Se dirigió al cuarto de baño, tomó una ducha fría, como buen «boy-scout» que era, y vibrando de ansiedad mental y sintiéndose cómodo y limpio en su pijama y su bata, llenó la estilográfica hasta el mismo borde; pero entonces recordó que era la hora de acostar a David y resolvió cumplir el trámite, para que no le interrumpiesen las llamadas desde el cuarto del niño. En el pasillo, estaban aún las tres sillas, una detrás de otra. David estaba tumbado en la cama, y, con rápidos movimientos de su lápiz, adelante y atrás, sombreaba una parte de una hoja de papel colocada sobre la cubierta de fibra y granos finos de un grueso libro. Con ello producía un ruido nada desagradable, apagado y sedoso, con una especie de vibración zumbadora subrayando el borrón. La textura puntuada de la cubierta apareció gradualmente como una aspereza gris sobre el papel, y entonces, con mágica precisión, completamente independiente de la dirección (accidentalmente oblicua) de los trazos, surgió la palabra ATLAS, en altas y finas letras blancas de imprenta. Uno se preguntaba si, sombreando la propia vida de esta manera...

El lápiz dio un chasquido. David trató de enderezar la punta suelta en su funda de pino y emplear el lápiz de manera que la proyección más larga de la madera sirviese de sostén, pero la mina saltó definitivamente.

—De todos modos —dijo Krug, impaciente por volver a su propia escritura—, ya es hora de apagar la luz.

—Primero, el cuento del viaje —dijo David.

Desde hacía varias noches, Krug estaba desarrollando un serial sobre las aventuras que esperaban a David en un viaje a un país remoto (lo había interrumpido en el momento en que estaba agazapado en el fondo de un trineo, conteniendo la respiración, quieto, muy quieto, bajo unas pieles de cordero y unos sacos vacíos de patatas).

—No; esta noche no —dijo Krug—. Es demasiado tarde y yo estoy muy ocupado.

—No es demasiado tarde —gritó David, incorporándose de pronto, con ojos chispeantes y golpeando el atlas con el puño.

Krug cogió el libro y se inclinó sobre David para darle el beso de buenas noches. Pero David se volvió bruscamente de cara a la pared.

—Como quieras —dijo Krug—, pero tendrías que decir buenas noches (pokoinoi nochi), porque no voy a volver.

David se tapó la cabeza con la sábana, enmurriado. Krug tosió un poco, se irguió y apagó la luz.

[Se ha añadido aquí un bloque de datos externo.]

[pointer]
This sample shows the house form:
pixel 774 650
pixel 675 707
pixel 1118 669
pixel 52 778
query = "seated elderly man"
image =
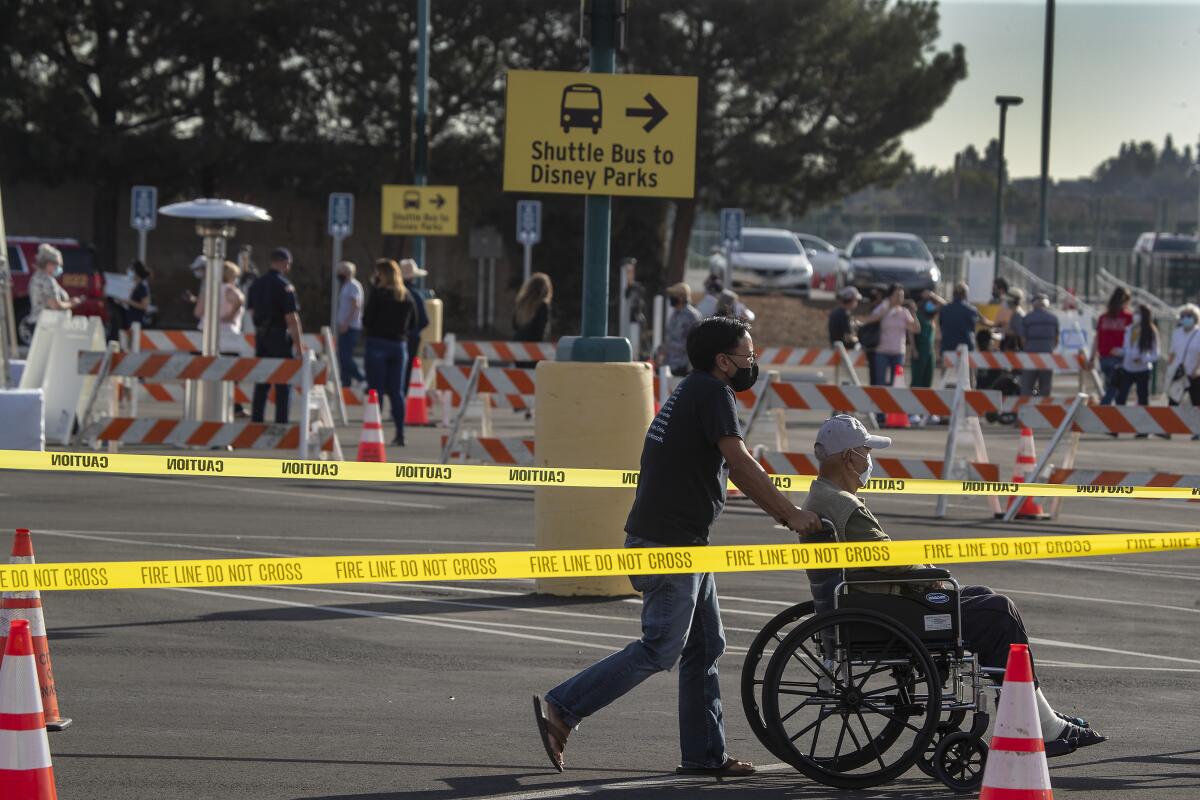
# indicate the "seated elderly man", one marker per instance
pixel 990 623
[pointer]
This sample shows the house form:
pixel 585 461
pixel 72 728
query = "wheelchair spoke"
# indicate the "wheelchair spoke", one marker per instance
pixel 867 731
pixel 892 716
pixel 873 667
pixel 821 717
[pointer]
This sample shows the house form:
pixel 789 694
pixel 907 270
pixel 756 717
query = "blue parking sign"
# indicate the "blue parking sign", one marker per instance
pixel 341 215
pixel 529 222
pixel 144 208
pixel 731 227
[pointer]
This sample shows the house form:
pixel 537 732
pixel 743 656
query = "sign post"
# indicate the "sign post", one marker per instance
pixel 341 226
pixel 143 215
pixel 731 239
pixel 528 230
pixel 600 134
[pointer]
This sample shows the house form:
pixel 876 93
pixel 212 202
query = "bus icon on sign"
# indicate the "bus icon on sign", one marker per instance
pixel 581 107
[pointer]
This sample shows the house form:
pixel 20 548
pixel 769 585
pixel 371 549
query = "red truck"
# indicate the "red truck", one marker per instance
pixel 81 277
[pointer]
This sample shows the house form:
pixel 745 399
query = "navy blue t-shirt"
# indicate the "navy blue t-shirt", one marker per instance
pixel 958 322
pixel 681 491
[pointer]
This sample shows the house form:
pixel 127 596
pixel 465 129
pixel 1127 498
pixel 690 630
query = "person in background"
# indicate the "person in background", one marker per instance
pixel 713 289
pixel 233 301
pixel 843 324
pixel 531 319
pixel 929 302
pixel 681 322
pixel 1185 370
pixel 45 292
pixel 389 318
pixel 1140 352
pixel 1107 346
pixel 135 307
pixel 895 323
pixel 1038 332
pixel 276 312
pixel 409 271
pixel 351 301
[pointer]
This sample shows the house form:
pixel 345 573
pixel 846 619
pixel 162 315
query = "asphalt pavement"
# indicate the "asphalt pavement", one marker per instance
pixel 421 691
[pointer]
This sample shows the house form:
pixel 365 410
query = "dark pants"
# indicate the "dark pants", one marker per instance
pixel 346 362
pixel 990 623
pixel 271 343
pixel 387 361
pixel 1133 379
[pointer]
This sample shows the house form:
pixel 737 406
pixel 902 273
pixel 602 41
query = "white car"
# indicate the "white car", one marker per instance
pixel 771 259
pixel 828 271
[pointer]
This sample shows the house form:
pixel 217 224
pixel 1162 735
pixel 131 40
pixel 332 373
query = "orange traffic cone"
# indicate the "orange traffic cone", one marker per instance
pixel 415 409
pixel 1017 763
pixel 25 770
pixel 1026 462
pixel 897 419
pixel 28 606
pixel 371 441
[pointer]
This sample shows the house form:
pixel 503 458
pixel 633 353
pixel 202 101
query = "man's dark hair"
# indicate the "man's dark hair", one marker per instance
pixel 712 336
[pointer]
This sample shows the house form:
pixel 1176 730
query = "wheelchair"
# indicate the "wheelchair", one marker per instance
pixel 856 695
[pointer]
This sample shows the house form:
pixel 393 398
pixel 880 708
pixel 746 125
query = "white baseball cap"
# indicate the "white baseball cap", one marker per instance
pixel 844 432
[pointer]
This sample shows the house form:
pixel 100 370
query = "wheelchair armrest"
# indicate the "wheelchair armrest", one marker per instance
pixel 927 573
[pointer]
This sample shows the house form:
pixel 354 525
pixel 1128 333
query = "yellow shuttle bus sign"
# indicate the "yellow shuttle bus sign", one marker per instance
pixel 585 133
pixel 420 210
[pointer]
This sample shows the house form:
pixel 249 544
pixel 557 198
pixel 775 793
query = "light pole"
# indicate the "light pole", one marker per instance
pixel 1003 101
pixel 1047 92
pixel 216 223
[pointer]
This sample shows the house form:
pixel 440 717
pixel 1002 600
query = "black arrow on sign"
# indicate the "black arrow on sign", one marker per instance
pixel 655 113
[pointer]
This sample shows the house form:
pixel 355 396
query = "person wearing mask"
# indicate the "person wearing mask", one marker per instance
pixel 841 323
pixel 895 323
pixel 351 300
pixel 1183 374
pixel 1140 352
pixel 276 313
pixel 135 307
pixel 229 323
pixel 924 358
pixel 45 290
pixel 683 318
pixel 991 621
pixel 1038 332
pixel 389 319
pixel 1110 330
pixel 409 271
pixel 691 449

—No voy a dormir —dijo David, con voz sofocada.

—Tú verás lo que haces —dijo Krug, tratando de imitar el tono suavemente pedagógico de Olga.

Una pausa en la oscuridad.

—Pokoinoi nochi, dushka ( animula) —dijo Krug desde el umbral.

Se dijo, con cierta irritación, que tendría que volver dentro de diez minutos y realizar detalladamente toda la operación. Como ocurría a menudo, esto no era más que una tosca iniciación del rito de las buenas noches. Pero, entonces, el sueño resolvería la cuestión. Cerró la puerta y, al doblar la esquina del pasillo, tropezó con Mariette.

—Mira por dónde vas, pequeña —dijo, vivamente, y se dio un golpe en la rodilla con una de las sillas dejadas por David.

En un comentario preliminar sobre la conciencia infinita, es inevitable cierta esfumación del esbozo esencial. Tenemos que discutir la vista siendo incapaces de ver. El conocimiento que adquiramos en el curso de tal discusión estará necesariamente en la misma relación con la verdad que la existente entre la mancha negra en forma de pavo real, producida intraópticamente por una presión sobre el párpado, y el sendero de jardín iluminado por una auténtica luz de sol.